At the coordinator level, SPINE supports heterogeneous mobile and desktop devices, as depicted in Table 3.2. Originally, Windows‐ and Linux‐based computers were supported through the SPINE Java SE implementation. However, with the spread of smartphones and tablets having more than sufficient computation and storage capabilities to support mobile‐health applications and (almost) continuous Internet connectivity (through which it is possible to transmit raw signals and high‐level information to remote servers or in the cloud), we put significant efforts to obtain mobile SPINE coordinators since their use is particularly useful (sometimes strictly necessary) when continuous, outdoor mobility is required and is not possible to rely on fixed infrastructures. A JavaME porting of the framework has been in fact realized. A limited QT implementation is also available and runs on Symbian and Windows smartphones, enabling Bluetooth communication with Shimmer nodes using the third‐party QBluetooth library. Finally, and most significant, an Android implementation of SPINE has been more recently developed. SPINE Android has been evaluated on several devices (that have been connected to Shimmer nodes over Bluetooth).

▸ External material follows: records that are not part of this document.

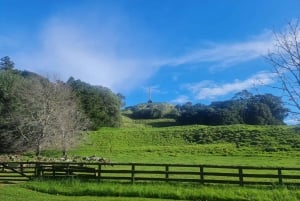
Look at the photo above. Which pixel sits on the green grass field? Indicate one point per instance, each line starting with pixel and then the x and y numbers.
pixel 161 141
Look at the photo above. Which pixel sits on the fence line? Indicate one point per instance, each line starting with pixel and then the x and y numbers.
pixel 134 172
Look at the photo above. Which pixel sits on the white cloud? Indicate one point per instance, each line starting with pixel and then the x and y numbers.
pixel 227 54
pixel 98 51
pixel 180 99
pixel 210 90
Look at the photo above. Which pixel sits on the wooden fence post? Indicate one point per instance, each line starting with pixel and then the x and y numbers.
pixel 279 176
pixel 167 173
pixel 99 172
pixel 21 168
pixel 202 174
pixel 241 179
pixel 132 173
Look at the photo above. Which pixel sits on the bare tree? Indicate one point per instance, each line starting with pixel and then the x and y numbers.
pixel 285 59
pixel 36 112
pixel 70 121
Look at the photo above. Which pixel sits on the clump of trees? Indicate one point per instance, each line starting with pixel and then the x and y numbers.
pixel 37 113
pixel 151 111
pixel 243 108
pixel 98 103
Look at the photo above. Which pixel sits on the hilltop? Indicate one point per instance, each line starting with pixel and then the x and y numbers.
pixel 162 141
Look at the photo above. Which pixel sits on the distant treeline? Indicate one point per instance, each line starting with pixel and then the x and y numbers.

Table 3.2 SPINE‐tested mobile personal devices.
Device | CPU | RAM (MB) | Miscellaneous |
HTC Nexus One | 1 GHz, Snapdragon QSD 8250 | 512 | Android 2.x., MicroSD, up to 32 GB |
Samsung Galaxy S | 1 GHz, ARM Cortex‐A8 Dual‐Core | 512 | Android 2.x., MicroSD, up to 32 GB |
Samsung Galaxy S4 | 1.9 GHz, Snapdragon 600 Quad‐Core | 2048 | Android 4.4.2., MicroSD, up to 64 GB |
Huawei P8 | Quad‐core 2.0 GHz Cortex‐A53e+Quad‐core 1.5 GHz Cortex‐A53 | 3096 | Android 6.0, MicroSD, up to 128 GB |
Samsung Tab2 10.1 | 1.0 GHz, ARM Cortex A9 Dual‐Core | 1024 | Android 4.0.3., MicroSD, up to 32 GB |
Samsung Note3 | 2.3 GHz, Snapdragon 800 Quad‐Core | 3096 | Android 4.4.2., MicroSD, up to 64 GB |
Nokia N95 | 332 MHz, TI OMAP 2420 (ARM11‐based) | 128 | Symbian OS v9.2, S60 rel. 3., MicroSD, up to 32 GB |
Nokia 6120 | 369 MHz, ARM11 | 64 | Symbian OS v9.2, S60 rel. 3.1., MicroSD, up to 8 GB |
Finally, SPINE provides a Java‐based emulation environment that virtualizes generic sensor nodes. With this tool, it is possible to emulate a SPINE‐based BSN, provided that a dataset is available for each node. Hence, each emulated node is equipped with emulated sensors defined by its given dataset. The SPINE emulator is helpful in various situations; for example, to simplify testing and debugging, processing functionalities can be initially implemented in the emulated environment. In addition, the emulator, along with a simple dataset, has been released in open‐source to allow interested developers for investigating the potential of the SPINE framework itself, even if they are not equipped with real wireless sensor nodes.
In this chapter, SPINE, a domain‐specific programming framework, has been presented. The main goal of SPINE is to provide BSN developers with support for rapid prototyping of signal‐processing applications. In SPINE, sensors and common processing functionalities, such as math aggregators and threshold‐based alarms, can be configured independently and connected together arbitrarily at runtime based on external controls.
Hence, one of the main achievements of SPINE is the reuse of software components to allow different end‐user applications to configure sensor nodes at runtime based on the application‐specific requirements without off‐line reprogramming when switching from an application to another. Furthermore, thanks to its modular component‐based design approach, SPINE enables a great degree of heterogeneity: a wide variety of hardware platforms, sensors, programming languages, and operating systems are supported. This allows for a very flexible and usable framework in different BSN application scenarios, where, due to specific requirements, only certain platforms or operating systems might be used.